Theoretical study of phonon-mediated superconductivity beyond Migdal-Eliashberg approximation and Coulomb pseudopotential (2301.13520v2)

Abstract: In previous theoretical studies of phonon-mediated superconductors, the electron-phonon coupling is treated by solving the Migdal-Eliashberg equations under the bare vertex approximation, whereas the effect of Coulomb repulsion is incorporated by introducing one single pseudopotential parameter. These two approximations become unreliable in low carrier-density superconductors in which the vertex corrections are not small and the Coulomb interaction is poorly screened.

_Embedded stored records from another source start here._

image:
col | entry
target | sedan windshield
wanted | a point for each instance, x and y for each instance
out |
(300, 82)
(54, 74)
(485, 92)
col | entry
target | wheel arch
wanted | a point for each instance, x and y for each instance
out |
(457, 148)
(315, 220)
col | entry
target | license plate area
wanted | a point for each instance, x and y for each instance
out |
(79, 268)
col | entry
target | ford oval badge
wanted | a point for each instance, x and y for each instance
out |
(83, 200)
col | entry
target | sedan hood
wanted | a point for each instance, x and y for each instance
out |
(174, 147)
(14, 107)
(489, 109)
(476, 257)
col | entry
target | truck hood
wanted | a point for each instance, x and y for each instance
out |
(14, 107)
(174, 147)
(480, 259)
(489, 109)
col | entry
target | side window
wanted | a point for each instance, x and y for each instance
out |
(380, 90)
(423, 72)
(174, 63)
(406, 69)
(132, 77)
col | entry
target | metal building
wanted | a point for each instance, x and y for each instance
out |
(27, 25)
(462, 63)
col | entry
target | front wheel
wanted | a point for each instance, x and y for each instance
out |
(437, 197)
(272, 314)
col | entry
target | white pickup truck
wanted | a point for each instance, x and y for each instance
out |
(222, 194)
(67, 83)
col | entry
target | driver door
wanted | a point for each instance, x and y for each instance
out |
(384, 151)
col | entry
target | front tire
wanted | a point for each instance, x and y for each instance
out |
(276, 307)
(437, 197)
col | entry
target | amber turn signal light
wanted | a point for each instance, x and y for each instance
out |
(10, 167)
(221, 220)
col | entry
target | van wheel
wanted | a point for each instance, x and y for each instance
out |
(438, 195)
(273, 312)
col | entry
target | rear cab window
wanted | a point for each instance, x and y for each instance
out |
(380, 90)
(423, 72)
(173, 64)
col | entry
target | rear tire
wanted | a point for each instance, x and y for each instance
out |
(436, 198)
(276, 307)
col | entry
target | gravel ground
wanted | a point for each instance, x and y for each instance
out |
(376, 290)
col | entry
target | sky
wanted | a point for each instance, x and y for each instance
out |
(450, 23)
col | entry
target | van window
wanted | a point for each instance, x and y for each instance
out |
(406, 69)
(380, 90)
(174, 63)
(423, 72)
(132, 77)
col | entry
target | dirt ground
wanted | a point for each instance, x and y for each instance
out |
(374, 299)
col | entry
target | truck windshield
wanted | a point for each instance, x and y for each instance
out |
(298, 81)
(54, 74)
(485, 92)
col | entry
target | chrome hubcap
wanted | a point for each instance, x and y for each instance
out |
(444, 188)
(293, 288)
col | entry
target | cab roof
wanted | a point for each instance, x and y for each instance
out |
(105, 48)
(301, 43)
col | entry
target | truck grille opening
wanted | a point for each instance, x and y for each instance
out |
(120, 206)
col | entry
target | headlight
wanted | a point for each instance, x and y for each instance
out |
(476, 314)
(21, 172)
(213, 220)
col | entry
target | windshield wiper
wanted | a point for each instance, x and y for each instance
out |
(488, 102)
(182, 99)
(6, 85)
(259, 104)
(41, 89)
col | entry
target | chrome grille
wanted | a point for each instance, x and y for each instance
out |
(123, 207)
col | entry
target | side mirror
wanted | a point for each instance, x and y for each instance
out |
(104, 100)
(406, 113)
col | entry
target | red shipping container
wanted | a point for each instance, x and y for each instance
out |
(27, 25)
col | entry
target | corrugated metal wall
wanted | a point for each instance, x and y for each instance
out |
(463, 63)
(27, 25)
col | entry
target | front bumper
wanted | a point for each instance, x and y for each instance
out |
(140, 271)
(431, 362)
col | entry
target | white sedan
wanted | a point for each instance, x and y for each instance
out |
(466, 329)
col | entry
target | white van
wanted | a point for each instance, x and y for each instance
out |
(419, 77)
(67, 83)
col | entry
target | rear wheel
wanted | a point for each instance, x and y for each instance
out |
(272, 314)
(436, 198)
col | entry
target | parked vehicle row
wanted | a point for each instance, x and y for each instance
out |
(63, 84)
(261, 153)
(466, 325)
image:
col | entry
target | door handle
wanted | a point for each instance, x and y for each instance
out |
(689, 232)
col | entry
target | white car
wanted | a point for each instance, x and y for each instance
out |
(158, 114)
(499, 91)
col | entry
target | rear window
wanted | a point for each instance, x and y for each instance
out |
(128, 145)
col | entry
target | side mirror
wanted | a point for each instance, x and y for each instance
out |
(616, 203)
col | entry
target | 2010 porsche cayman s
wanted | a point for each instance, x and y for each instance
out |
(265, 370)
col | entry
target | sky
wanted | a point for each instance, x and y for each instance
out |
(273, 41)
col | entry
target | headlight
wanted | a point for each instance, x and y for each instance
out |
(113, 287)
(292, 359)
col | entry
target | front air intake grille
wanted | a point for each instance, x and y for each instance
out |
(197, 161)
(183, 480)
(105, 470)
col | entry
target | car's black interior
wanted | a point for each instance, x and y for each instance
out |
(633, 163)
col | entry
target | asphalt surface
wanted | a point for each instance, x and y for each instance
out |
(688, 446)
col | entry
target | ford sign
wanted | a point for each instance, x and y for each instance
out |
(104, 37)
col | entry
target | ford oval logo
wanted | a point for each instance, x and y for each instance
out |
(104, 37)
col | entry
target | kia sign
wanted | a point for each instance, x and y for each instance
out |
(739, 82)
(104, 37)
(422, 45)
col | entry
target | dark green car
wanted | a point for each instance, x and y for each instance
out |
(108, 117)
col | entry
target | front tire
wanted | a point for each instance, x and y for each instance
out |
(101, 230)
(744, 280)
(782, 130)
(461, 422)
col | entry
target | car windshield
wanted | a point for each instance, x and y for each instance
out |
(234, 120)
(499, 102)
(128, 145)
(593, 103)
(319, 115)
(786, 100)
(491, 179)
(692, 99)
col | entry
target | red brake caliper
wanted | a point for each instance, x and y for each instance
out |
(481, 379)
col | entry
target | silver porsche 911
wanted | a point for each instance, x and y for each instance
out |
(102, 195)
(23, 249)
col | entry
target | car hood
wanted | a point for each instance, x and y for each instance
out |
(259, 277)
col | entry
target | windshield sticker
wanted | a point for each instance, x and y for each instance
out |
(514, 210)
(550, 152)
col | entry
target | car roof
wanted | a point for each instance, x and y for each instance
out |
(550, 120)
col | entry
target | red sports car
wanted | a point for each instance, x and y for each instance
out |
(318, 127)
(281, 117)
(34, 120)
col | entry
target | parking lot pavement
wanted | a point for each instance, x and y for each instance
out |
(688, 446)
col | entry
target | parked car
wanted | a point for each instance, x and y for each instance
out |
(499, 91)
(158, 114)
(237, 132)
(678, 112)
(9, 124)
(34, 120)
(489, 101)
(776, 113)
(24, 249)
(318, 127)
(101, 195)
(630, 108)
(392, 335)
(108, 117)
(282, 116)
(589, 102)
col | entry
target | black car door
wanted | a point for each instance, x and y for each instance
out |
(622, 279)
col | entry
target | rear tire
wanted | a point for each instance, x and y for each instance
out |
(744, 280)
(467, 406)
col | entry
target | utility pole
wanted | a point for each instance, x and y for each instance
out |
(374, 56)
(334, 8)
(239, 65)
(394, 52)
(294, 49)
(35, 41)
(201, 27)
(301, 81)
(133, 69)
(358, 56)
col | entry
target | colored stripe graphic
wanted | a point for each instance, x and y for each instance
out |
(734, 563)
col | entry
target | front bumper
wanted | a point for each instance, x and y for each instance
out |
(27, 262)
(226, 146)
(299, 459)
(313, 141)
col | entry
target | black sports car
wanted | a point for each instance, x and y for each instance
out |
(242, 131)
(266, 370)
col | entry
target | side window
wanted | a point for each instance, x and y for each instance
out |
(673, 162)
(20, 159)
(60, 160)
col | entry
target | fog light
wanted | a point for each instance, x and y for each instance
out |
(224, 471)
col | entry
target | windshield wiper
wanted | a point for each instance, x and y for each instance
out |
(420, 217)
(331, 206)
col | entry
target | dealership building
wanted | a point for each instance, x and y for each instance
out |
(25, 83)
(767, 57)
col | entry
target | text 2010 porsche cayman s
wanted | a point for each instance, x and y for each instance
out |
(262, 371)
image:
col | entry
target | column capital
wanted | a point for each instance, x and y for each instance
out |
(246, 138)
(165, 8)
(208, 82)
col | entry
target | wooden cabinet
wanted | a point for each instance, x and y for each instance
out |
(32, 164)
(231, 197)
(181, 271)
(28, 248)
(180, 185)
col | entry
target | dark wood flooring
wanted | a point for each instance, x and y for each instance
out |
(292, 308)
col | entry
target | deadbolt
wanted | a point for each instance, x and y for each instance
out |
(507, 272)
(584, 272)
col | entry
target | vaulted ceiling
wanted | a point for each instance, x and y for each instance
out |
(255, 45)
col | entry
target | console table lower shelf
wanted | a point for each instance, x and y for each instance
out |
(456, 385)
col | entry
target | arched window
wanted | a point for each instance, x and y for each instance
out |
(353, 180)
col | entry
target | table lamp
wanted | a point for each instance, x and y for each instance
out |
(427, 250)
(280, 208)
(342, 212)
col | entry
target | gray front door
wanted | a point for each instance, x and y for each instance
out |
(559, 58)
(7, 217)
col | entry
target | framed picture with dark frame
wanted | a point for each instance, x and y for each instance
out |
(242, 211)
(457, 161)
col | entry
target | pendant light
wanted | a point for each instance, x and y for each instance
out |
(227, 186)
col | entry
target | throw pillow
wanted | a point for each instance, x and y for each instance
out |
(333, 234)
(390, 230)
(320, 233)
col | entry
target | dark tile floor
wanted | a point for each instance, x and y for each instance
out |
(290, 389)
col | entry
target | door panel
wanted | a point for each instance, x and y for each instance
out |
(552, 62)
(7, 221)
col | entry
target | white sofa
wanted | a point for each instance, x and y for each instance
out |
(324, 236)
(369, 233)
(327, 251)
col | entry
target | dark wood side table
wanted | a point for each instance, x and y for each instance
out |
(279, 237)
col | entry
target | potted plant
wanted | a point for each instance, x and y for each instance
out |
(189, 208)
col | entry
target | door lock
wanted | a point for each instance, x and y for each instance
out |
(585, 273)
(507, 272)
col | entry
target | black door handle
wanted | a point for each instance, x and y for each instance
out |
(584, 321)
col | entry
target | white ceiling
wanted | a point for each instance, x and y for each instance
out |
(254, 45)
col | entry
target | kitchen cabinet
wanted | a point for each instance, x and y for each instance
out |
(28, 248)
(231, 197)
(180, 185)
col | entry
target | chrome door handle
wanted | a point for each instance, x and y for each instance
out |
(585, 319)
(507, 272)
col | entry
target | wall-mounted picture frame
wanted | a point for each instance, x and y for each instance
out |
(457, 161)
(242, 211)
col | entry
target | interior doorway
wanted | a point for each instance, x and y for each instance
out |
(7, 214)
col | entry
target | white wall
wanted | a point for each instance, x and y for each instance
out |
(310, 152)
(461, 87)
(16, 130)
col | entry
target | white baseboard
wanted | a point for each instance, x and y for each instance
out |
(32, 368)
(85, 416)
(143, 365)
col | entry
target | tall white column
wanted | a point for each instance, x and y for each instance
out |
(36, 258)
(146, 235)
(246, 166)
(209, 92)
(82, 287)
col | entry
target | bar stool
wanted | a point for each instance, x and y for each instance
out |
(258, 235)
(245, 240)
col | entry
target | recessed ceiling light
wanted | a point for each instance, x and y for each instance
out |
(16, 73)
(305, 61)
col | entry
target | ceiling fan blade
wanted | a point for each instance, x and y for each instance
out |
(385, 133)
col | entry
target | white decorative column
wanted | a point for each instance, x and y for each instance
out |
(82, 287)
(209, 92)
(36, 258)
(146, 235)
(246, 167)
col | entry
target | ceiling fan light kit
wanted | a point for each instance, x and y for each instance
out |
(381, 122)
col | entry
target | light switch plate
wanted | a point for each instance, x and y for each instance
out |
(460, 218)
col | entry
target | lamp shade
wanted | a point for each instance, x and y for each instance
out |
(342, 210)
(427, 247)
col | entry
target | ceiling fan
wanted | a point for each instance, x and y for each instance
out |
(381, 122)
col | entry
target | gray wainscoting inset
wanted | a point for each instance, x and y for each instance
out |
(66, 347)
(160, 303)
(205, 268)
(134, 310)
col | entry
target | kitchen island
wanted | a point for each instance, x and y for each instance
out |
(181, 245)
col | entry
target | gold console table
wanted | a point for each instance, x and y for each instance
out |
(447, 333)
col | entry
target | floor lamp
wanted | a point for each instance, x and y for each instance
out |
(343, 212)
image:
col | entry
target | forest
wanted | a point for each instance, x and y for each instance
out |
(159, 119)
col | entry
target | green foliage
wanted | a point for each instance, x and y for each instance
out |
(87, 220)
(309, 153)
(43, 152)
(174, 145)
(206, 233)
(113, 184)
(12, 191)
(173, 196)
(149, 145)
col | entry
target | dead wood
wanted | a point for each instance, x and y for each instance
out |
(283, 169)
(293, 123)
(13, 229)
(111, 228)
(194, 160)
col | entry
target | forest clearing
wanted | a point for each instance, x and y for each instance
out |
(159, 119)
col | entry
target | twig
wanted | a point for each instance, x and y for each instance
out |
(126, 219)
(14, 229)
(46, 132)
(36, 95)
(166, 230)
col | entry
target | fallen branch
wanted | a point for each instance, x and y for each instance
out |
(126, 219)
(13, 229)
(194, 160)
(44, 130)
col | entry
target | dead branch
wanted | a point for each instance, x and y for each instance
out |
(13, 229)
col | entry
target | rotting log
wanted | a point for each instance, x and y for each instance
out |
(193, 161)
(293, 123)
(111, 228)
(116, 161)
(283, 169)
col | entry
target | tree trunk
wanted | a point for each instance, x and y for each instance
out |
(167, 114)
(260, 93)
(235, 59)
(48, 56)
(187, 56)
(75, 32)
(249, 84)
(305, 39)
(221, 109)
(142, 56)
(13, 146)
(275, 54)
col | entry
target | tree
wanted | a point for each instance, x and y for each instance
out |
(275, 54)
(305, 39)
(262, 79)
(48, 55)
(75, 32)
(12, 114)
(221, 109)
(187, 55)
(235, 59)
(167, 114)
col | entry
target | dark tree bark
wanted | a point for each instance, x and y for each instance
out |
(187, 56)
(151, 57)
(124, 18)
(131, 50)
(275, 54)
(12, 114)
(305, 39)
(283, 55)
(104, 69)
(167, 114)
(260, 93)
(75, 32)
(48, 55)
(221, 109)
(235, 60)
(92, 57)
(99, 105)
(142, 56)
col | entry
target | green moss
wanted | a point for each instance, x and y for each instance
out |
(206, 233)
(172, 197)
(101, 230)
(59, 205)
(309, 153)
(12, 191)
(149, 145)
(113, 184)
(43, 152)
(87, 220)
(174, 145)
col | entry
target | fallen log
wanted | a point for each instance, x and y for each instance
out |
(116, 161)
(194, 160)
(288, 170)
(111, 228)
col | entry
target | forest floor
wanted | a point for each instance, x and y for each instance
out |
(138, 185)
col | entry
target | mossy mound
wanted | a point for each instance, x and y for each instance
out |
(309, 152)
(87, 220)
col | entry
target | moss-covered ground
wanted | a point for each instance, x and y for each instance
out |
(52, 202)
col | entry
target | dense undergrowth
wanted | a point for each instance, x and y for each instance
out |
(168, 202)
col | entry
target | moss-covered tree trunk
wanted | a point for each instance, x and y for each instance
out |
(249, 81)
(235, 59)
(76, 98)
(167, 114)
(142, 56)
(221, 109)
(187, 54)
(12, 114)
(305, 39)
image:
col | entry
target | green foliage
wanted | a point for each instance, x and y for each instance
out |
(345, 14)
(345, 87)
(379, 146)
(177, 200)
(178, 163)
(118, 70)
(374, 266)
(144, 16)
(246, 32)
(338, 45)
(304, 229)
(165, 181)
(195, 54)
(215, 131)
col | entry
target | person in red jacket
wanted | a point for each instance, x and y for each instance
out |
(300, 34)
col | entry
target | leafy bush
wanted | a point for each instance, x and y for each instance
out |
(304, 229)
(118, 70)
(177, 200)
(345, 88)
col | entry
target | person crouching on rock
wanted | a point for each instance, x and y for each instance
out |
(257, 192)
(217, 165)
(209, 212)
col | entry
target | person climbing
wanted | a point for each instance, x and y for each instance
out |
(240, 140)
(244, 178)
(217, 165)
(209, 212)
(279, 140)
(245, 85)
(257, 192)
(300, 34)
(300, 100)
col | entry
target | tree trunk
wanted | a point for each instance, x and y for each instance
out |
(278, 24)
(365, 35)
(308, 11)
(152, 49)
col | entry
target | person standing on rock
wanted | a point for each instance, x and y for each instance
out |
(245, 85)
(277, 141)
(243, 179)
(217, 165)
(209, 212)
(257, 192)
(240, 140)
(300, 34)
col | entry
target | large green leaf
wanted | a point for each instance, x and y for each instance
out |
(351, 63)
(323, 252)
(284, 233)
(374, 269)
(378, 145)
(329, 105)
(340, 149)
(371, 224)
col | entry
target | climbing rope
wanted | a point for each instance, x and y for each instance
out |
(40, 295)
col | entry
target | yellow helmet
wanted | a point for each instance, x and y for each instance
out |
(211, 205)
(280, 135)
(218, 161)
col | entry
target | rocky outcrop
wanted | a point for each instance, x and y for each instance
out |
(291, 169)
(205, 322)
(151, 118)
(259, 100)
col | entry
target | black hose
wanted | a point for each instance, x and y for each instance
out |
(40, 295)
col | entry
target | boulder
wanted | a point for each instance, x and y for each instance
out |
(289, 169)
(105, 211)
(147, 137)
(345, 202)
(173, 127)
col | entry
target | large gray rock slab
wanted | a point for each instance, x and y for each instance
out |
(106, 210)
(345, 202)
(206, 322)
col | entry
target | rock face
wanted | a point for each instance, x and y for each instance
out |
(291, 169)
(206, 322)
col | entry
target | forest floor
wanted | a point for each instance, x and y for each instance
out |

Here, we shall go beyond these two approximations and employ the Dyson-Schwinger equation approach to handle the interplay of electron-phonon interaction and Coulomb interaction in a self-consistent way. We first derive the exact Dyson-Schwinger integral equation of the full electron propagator. Such an equation contains several unknown single-particle propagators and fermion-boson vertex functions, and thus seems to be intractable. To solve this difficulty, we further derive a number of identities satisfied by all the relevant propagators and vertex functions and then use these identities to show that the exact Dyson-Schwinger equation of electron propagator is actually self-closed. This self-closed equation takes into account not only all the vertex corrections, but also the mutual influence between electron-phonon interaction and Coulomb interaction. Solving it by using proper numerical methods leads to the superconducting temperature $T_{c}$ and other quantities. As an application of the approach, we compute the $T_{c}$ of the interfacial superconductivity realized in the one-unit-cell FeSe/SrTiO${3}$ system. We find that $T{c}$ can be strongly influenced by the vertex corrections and the competition between phonon-mediated attraction and Coulomb repulsion.